To accomplish this, Padilla said he worked with Discher as if the production were going to be onstage, talking about blocking characters relative to where a stationary listener would be located. While Discher would choose the takes he liked, Padilla would then use those takes and post-recording editing to craft an environment that places the audience in the room as an unseen eavesdropper.
With all of the actors recording safely from their own homes and rehearsing over Zoom, the sound quality Padilla was able to achieve depended heavily on the equipment the actors had at their disposal. Still, despite working with variations in microphone quality and the general background sounds of the houses and rooms where the actors recorded, Padilla said that as he was bringing together the soundscape, he found moments that even made him uncomfortable, as if he were overhearing conversations not meant for his ears.

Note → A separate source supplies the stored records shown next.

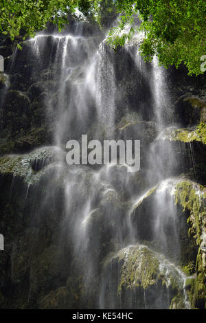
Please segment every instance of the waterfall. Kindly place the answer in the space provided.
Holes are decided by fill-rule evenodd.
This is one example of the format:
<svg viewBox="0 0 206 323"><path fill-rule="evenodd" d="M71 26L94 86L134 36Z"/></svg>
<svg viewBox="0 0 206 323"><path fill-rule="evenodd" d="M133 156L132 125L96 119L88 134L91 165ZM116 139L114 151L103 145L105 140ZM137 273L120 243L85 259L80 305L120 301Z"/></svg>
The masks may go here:
<svg viewBox="0 0 206 323"><path fill-rule="evenodd" d="M25 65L32 62L27 73L35 86L19 93L44 107L43 126L49 126L50 146L6 162L26 183L25 203L38 197L38 210L36 199L26 207L34 225L51 221L51 230L58 228L43 252L58 246L54 261L62 274L52 293L66 286L68 308L168 309L176 300L190 308L189 276L181 270L187 219L174 199L182 161L173 142L159 137L175 125L167 72L156 57L145 63L133 44L115 53L100 32L86 32L85 23L37 34L14 52L10 67L21 56ZM101 142L139 140L140 170L130 172L126 164L67 164L67 142L84 134ZM38 293L35 279L30 302ZM43 307L47 299L36 302Z"/></svg>

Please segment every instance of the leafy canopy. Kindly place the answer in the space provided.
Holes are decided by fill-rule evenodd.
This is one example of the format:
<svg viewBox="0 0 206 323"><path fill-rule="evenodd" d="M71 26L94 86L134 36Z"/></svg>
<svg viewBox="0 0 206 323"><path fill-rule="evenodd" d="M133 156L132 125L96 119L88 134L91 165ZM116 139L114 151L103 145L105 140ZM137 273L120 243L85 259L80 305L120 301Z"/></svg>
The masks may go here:
<svg viewBox="0 0 206 323"><path fill-rule="evenodd" d="M119 26L109 32L108 41L113 46L122 45L131 38L135 29L134 14L139 14L142 21L139 29L145 33L140 51L146 60L151 60L157 55L166 68L171 65L178 67L183 63L189 75L203 73L201 65L201 57L206 54L205 0L116 0L115 3L124 16Z"/></svg>
<svg viewBox="0 0 206 323"><path fill-rule="evenodd" d="M204 72L201 58L206 54L205 0L1 0L0 32L12 40L23 34L25 39L49 21L60 30L76 8L104 27L122 13L119 25L108 36L115 48L140 29L145 34L140 51L146 60L157 55L166 68L183 63L190 75ZM142 21L140 27L135 22L137 14Z"/></svg>

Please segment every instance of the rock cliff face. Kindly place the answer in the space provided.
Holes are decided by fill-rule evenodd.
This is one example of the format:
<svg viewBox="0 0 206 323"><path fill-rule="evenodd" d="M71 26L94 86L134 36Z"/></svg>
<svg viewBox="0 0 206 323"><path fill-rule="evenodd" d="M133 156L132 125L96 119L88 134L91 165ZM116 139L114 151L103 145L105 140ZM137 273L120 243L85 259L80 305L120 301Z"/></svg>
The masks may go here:
<svg viewBox="0 0 206 323"><path fill-rule="evenodd" d="M1 36L1 308L205 308L205 77L104 37ZM68 165L82 134L139 140L140 170Z"/></svg>

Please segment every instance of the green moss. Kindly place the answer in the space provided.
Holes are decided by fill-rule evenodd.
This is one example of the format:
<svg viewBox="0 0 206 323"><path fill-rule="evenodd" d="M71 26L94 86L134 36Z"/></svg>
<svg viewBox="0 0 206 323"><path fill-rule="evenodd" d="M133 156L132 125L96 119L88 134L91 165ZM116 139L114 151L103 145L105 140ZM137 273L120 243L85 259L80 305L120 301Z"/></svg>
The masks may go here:
<svg viewBox="0 0 206 323"><path fill-rule="evenodd" d="M188 234L196 239L196 244L201 243L203 228L206 222L205 189L189 181L180 181L175 186L175 204L182 205L183 212L189 210L187 222L191 224Z"/></svg>
<svg viewBox="0 0 206 323"><path fill-rule="evenodd" d="M23 178L27 183L38 182L44 173L45 168L36 172L32 169L35 160L52 160L55 147L36 149L27 155L9 155L0 158L0 173Z"/></svg>
<svg viewBox="0 0 206 323"><path fill-rule="evenodd" d="M185 308L184 298L181 293L174 296L171 300L170 309L183 309Z"/></svg>
<svg viewBox="0 0 206 323"><path fill-rule="evenodd" d="M203 309L206 302L205 268L203 265L203 254L201 247L203 236L205 234L206 209L205 189L190 181L181 181L176 185L175 203L182 205L183 212L190 212L187 223L191 225L188 234L192 236L197 245L200 246L196 258L196 276L187 279L185 288L193 309ZM185 272L190 274L189 266L184 267Z"/></svg>
<svg viewBox="0 0 206 323"><path fill-rule="evenodd" d="M183 142L196 141L206 144L206 125L205 123L201 122L194 130L169 128L161 133L159 138Z"/></svg>
<svg viewBox="0 0 206 323"><path fill-rule="evenodd" d="M123 287L146 289L152 285L162 285L176 293L183 290L183 278L174 266L146 246L129 247L121 250L116 257L122 264L118 293Z"/></svg>
<svg viewBox="0 0 206 323"><path fill-rule="evenodd" d="M201 142L206 144L206 124L201 122L196 129L196 133Z"/></svg>

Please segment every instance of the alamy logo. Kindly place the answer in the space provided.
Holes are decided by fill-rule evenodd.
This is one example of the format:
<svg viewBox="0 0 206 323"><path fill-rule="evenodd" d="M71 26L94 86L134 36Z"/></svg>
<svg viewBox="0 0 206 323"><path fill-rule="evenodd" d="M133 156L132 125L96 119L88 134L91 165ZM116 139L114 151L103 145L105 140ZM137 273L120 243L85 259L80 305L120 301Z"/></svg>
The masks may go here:
<svg viewBox="0 0 206 323"><path fill-rule="evenodd" d="M128 172L137 172L140 168L140 141L99 140L87 142L87 135L82 135L80 145L77 140L69 140L66 160L69 165L127 164Z"/></svg>
<svg viewBox="0 0 206 323"><path fill-rule="evenodd" d="M4 238L3 234L0 234L0 250L4 250Z"/></svg>
<svg viewBox="0 0 206 323"><path fill-rule="evenodd" d="M0 55L0 71L4 71L4 60L2 55Z"/></svg>

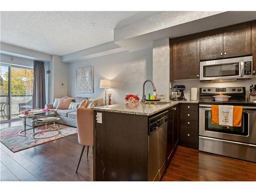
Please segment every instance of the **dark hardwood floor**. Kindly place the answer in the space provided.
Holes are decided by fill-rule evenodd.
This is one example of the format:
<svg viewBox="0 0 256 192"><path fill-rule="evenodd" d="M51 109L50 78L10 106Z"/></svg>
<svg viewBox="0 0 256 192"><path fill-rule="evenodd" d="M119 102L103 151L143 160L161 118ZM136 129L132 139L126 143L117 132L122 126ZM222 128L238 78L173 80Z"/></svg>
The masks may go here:
<svg viewBox="0 0 256 192"><path fill-rule="evenodd" d="M15 126L21 122L2 123ZM1 143L1 180L92 181L93 152L83 153L76 134L13 153ZM162 181L256 181L256 163L179 146Z"/></svg>
<svg viewBox="0 0 256 192"><path fill-rule="evenodd" d="M162 181L256 181L256 163L179 146Z"/></svg>
<svg viewBox="0 0 256 192"><path fill-rule="evenodd" d="M14 123L17 125L17 122ZM2 125L6 126L5 123ZM93 180L91 147L88 158L87 153L83 153L78 173L75 173L81 148L77 134L15 153L2 143L1 148L2 181L18 179L28 181Z"/></svg>

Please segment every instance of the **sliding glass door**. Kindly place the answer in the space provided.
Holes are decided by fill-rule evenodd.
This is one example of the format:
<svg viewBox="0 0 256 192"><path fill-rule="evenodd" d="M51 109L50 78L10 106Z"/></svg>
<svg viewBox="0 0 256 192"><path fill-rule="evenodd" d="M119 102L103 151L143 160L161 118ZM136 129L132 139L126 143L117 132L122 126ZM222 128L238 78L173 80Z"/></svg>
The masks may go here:
<svg viewBox="0 0 256 192"><path fill-rule="evenodd" d="M30 68L1 67L0 119L3 121L18 118L23 111L32 108L33 71Z"/></svg>
<svg viewBox="0 0 256 192"><path fill-rule="evenodd" d="M0 66L0 120L9 120L9 67Z"/></svg>

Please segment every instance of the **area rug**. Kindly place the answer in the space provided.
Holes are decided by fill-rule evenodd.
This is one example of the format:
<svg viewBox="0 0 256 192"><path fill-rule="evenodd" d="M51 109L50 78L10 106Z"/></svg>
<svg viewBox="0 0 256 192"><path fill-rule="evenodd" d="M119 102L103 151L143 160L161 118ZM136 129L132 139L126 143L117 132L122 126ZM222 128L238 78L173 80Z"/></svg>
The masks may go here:
<svg viewBox="0 0 256 192"><path fill-rule="evenodd" d="M55 127L57 127L57 125ZM31 128L28 126L27 129ZM26 150L33 146L60 139L77 133L76 127L62 124L59 125L60 134L47 139L34 139L31 137L33 134L33 130L27 131L26 137L20 136L18 133L24 130L24 125L19 125L10 127L0 129L0 141L13 153ZM35 128L35 132L42 131L45 126L39 126ZM55 135L57 132L44 132L36 135L37 137L48 137ZM24 134L24 132L23 133Z"/></svg>

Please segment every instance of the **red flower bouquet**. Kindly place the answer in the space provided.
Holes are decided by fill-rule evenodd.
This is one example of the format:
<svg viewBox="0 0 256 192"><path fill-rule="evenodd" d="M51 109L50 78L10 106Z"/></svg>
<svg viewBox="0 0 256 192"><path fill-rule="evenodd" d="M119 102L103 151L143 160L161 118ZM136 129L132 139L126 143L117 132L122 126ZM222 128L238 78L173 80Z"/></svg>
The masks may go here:
<svg viewBox="0 0 256 192"><path fill-rule="evenodd" d="M127 94L124 98L124 100L131 103L139 102L140 98L138 97L139 95Z"/></svg>

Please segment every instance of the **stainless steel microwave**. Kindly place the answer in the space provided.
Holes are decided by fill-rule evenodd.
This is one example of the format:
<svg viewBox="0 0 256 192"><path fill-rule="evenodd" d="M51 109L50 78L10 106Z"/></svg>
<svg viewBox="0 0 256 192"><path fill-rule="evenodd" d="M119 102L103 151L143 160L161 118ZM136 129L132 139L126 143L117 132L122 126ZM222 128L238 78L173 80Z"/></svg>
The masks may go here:
<svg viewBox="0 0 256 192"><path fill-rule="evenodd" d="M252 56L200 62L200 81L252 78Z"/></svg>

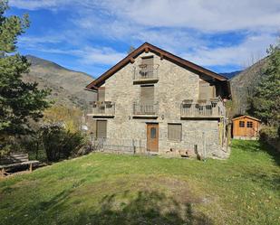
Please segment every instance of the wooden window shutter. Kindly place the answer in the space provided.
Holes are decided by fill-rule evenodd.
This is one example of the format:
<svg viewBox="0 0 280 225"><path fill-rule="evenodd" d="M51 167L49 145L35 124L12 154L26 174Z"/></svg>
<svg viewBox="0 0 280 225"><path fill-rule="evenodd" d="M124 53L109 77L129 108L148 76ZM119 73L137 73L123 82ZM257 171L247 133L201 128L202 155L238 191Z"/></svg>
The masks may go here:
<svg viewBox="0 0 280 225"><path fill-rule="evenodd" d="M154 104L154 86L141 86L141 104L152 105Z"/></svg>
<svg viewBox="0 0 280 225"><path fill-rule="evenodd" d="M98 89L97 100L98 101L105 101L105 87L101 87Z"/></svg>
<svg viewBox="0 0 280 225"><path fill-rule="evenodd" d="M199 99L209 99L215 98L215 86L210 86L209 83L200 80L199 81Z"/></svg>
<svg viewBox="0 0 280 225"><path fill-rule="evenodd" d="M106 138L107 137L107 121L106 120L97 120L96 123L96 137L97 138Z"/></svg>
<svg viewBox="0 0 280 225"><path fill-rule="evenodd" d="M171 141L182 140L182 125L168 124L168 138Z"/></svg>

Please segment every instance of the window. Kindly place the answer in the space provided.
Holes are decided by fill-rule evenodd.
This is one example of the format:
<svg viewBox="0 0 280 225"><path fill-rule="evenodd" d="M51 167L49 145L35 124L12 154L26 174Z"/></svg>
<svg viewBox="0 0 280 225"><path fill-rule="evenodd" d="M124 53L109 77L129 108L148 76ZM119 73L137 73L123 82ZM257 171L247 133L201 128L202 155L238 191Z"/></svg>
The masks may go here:
<svg viewBox="0 0 280 225"><path fill-rule="evenodd" d="M168 124L168 138L170 141L182 140L182 125L181 124Z"/></svg>
<svg viewBox="0 0 280 225"><path fill-rule="evenodd" d="M253 122L252 121L247 122L247 127L253 127Z"/></svg>
<svg viewBox="0 0 280 225"><path fill-rule="evenodd" d="M157 128L151 127L150 128L150 139L155 139L157 137Z"/></svg>
<svg viewBox="0 0 280 225"><path fill-rule="evenodd" d="M153 105L154 103L154 93L155 87L151 86L141 86L141 104L143 105Z"/></svg>
<svg viewBox="0 0 280 225"><path fill-rule="evenodd" d="M97 120L96 137L97 138L106 138L107 137L107 121L106 120Z"/></svg>
<svg viewBox="0 0 280 225"><path fill-rule="evenodd" d="M239 127L245 127L245 122L239 121Z"/></svg>
<svg viewBox="0 0 280 225"><path fill-rule="evenodd" d="M209 99L215 98L216 89L215 86L211 86L208 82L200 80L199 81L199 99Z"/></svg>
<svg viewBox="0 0 280 225"><path fill-rule="evenodd" d="M105 101L105 87L99 88L97 91L97 100Z"/></svg>

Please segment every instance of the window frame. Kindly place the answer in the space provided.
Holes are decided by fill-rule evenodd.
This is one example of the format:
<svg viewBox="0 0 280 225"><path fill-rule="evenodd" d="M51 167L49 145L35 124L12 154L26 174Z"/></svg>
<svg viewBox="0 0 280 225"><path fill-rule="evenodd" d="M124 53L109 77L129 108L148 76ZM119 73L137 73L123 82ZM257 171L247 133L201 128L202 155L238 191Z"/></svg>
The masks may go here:
<svg viewBox="0 0 280 225"><path fill-rule="evenodd" d="M243 124L243 126L241 126L241 124ZM245 121L244 120L239 121L239 127L242 127L242 128L245 127Z"/></svg>
<svg viewBox="0 0 280 225"><path fill-rule="evenodd" d="M248 126L248 125L251 125L251 126ZM246 123L246 127L247 128L253 128L253 122L252 121L247 121L247 123Z"/></svg>

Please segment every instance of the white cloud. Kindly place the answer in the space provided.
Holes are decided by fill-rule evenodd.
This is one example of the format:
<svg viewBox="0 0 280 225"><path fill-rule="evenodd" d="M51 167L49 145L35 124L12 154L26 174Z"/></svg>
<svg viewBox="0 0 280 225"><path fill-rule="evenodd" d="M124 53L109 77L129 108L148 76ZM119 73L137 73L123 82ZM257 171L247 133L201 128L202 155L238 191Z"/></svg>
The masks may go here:
<svg viewBox="0 0 280 225"><path fill-rule="evenodd" d="M182 57L204 66L235 64L247 67L264 58L266 55L266 47L274 42L275 42L275 37L273 35L253 35L236 46L199 48L191 53L182 53Z"/></svg>
<svg viewBox="0 0 280 225"><path fill-rule="evenodd" d="M96 11L150 27L188 27L206 32L279 29L279 0L11 0L18 8L64 7ZM71 8L72 7L72 8ZM90 18L89 18L90 19Z"/></svg>
<svg viewBox="0 0 280 225"><path fill-rule="evenodd" d="M264 57L280 30L279 0L10 0L10 5L69 10L73 25L61 31L62 35L21 42L43 52L77 56L84 64L112 65L125 56L112 48L89 47L89 42L99 38L135 47L150 42L203 66L244 66L252 55ZM244 33L245 40L237 43L209 38L229 33ZM74 50L45 48L44 40L68 42Z"/></svg>

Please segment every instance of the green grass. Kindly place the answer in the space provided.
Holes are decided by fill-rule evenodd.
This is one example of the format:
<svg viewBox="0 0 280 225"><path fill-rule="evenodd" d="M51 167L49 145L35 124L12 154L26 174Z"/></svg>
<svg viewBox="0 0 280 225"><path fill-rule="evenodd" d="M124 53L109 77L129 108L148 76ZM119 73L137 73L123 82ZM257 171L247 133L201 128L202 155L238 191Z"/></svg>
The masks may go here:
<svg viewBox="0 0 280 225"><path fill-rule="evenodd" d="M0 224L279 224L279 155L227 160L92 154L0 181Z"/></svg>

The result, Hudock explained, is a production of Macbeth that invites audiences deep into the world of Macbeth, providing a level of intimacy perhaps even deeper than what television, movies, or even theatre can provide. After all, once headphones are put on and lights turned out, there’s very little space between the voices of characters spiraling into madness and the deepest recesses of a listener’s brain. In fact, Hudock explained, some of the soliloquies featured in Macbeth, which rank among the most memorable and affecting in all of Shakespeare, may even begin to feel like your own thoughts.
Wait—is that a dagger I see before me?